A behind-the-scenes effort to both protect Harpers Ferry National Historical Park from neighboring development and obtain land for a Museum of the National Park Service has been pulled off.
The complicated deal involved the purchase of 15 parcels of land encompassing 564 acres. The dollar-amount of the deal was not immediately announced, although details are expected to be forthcoming in the new few weeks.
In recent months there had been great concern that the so-called Old Standard Quarry property adjoining the park would be turned into a sprawling commercial center. However, this purchase effectively eliminates the current development proposals for not just the Old Standard Quarry property, but also for the Buglar’s Rest, Allstadt Corners, and Benview tracts.
Engineering the land deal was Concord Eastridge, a national player in putting together public-private partnerships. One of the company's affiliates, Stonewall Heights, LLC, consummated the purchases.

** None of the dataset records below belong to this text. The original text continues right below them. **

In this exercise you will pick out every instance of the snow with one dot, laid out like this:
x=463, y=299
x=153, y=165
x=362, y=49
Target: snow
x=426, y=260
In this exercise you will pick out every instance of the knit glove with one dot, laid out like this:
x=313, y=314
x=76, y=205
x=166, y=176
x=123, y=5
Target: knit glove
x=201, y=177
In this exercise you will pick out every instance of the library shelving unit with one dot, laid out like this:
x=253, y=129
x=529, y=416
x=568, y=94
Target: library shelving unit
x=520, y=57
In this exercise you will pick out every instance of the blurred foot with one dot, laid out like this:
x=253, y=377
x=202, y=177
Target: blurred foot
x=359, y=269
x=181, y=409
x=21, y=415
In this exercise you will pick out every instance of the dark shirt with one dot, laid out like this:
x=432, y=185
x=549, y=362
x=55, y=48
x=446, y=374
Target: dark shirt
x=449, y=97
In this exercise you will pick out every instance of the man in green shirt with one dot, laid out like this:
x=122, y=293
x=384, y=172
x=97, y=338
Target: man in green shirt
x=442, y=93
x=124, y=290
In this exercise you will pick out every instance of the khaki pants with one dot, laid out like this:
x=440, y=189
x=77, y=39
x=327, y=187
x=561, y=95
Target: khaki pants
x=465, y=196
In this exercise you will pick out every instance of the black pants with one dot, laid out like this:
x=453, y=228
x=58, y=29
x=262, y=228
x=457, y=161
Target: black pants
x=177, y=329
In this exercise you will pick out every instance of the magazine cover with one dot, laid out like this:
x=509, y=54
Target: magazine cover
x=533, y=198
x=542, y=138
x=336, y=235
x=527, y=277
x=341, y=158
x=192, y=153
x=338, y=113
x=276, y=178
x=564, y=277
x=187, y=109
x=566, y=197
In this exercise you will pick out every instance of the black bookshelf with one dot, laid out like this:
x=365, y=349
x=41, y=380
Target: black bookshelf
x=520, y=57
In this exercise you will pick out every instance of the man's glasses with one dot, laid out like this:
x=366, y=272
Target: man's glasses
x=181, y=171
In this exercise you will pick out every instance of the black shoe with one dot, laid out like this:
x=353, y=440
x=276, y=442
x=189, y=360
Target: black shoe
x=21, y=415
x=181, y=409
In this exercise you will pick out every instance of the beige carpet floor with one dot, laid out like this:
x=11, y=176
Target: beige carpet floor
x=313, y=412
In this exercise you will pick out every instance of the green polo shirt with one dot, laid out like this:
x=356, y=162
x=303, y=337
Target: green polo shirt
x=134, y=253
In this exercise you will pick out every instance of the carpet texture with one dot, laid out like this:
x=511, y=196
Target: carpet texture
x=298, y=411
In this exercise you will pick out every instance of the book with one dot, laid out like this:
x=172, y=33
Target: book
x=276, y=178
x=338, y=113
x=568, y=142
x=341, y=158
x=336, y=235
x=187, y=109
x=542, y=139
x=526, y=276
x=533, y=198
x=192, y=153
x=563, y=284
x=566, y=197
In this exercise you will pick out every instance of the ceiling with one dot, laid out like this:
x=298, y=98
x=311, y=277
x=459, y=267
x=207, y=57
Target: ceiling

Under the deal, not only will much of the land that was purchased be protected by a conservation easement, but some will be set aside for the Museum of the National Park Service with an adjoining hotel and conference center.
"This is a fantastic ending to what could easily have been a catastrophe for one of the most picturesque national parks in the country," says Civil War Preservation Trust President Jim Lighthizer. "My hat is off to the development group that has made this win-win solution possible. It is further evidence that preservation and development are not mutually exclusive, especially when both sides communicate in good faith."
The Museum of the National Park Service had been recommended to be a keystone of the Bush administration's National Park Centennial Initiative. While it was absent from a list of 201 "eligible" centennial protects released back in August, there were rumblings that efforts were being made to see this facility materialize in time for the Park Service's centennial in 2016.
According to this week's announcement, the museum should be ready to open in 2009. It will house significant artifacts drawn from national parks and is expected to become the preeminent venue for the public to experience the diversity of America’s historic and scenic resources. Those familiar with the project say state-of-the-art multimedia and virtual reality displays could attract upwards to a million visitors a year.
The purchase comes after many months of sensitive negotiations between the consortium and local developers. Numerous local officials facilitated these discussions and endorsed the ultimate outcome as a major win-win for all parties and especially for Jefferson County, West Virginia.